Six months ago I was diagnosed with Fuchs’ Dystrophy. My eye doctor just gave me generalities. and cadaver transplant is the only recourse. So I have been finding information wherever I can stumble on it.

One example, I am a ham, or Licensed Amateur Radio Operator. One morning a couple months ago I ran across a radio net called Eye Bank Net. Could it be that there is a radio net concerned with Fuchs’ Dystrophy? Someplace I can talk to people who have, and have had the same diagnosis? Someplace I could hear about the doctors who do the surgery?

I checked in to the net and asked about the name what the net did. I was told, … well here’s what they have on their website (https://eyebank40.net) …

“The Eye Bank Net was organized in 1962 for the purpose of locating and arranging for the distribution of eye cornea tissue to be used in corneal transplant operations. We handled this traffic for over 30 years, until the internet took over this job. During that time, the Eye Bank Net assisted in the transfer of over 11,000 eye tissues. We are now a public service net and we continue to meet out of fellowship and to help keep the tradition of Amateur Radio in public service alive.”

So I was disappointed to learn that there was no experience or expertise on that net. Boy, I had such hopes!

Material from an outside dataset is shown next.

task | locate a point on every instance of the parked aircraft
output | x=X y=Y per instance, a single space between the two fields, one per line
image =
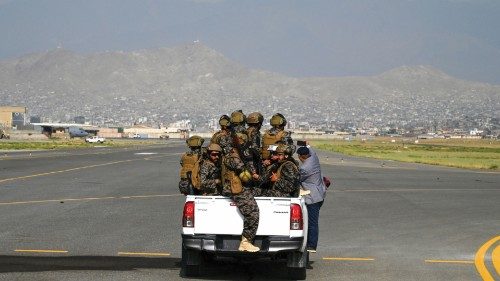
x=75 y=132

But not a week later I found the Corneal Dystrophy Foundation and Fuchs’ Friends!! It was exactly what I was searching for. I have talked to people in their group and watched a presentation by a prominent doctor and while I still have a lot to learn, my anxiety is greatly reduced.

I have two metal hips, eyeglasses, hearing aids and a lot of crowns and fillings. I am very happy that there are people who dedicate their lives to helping people in amazing ways. When my time comes for transplant, I will again put my trust in the people who do the surgery. I will stay active in Fuchs’ Friends to share my experience with the newly diagnosed people who join the group.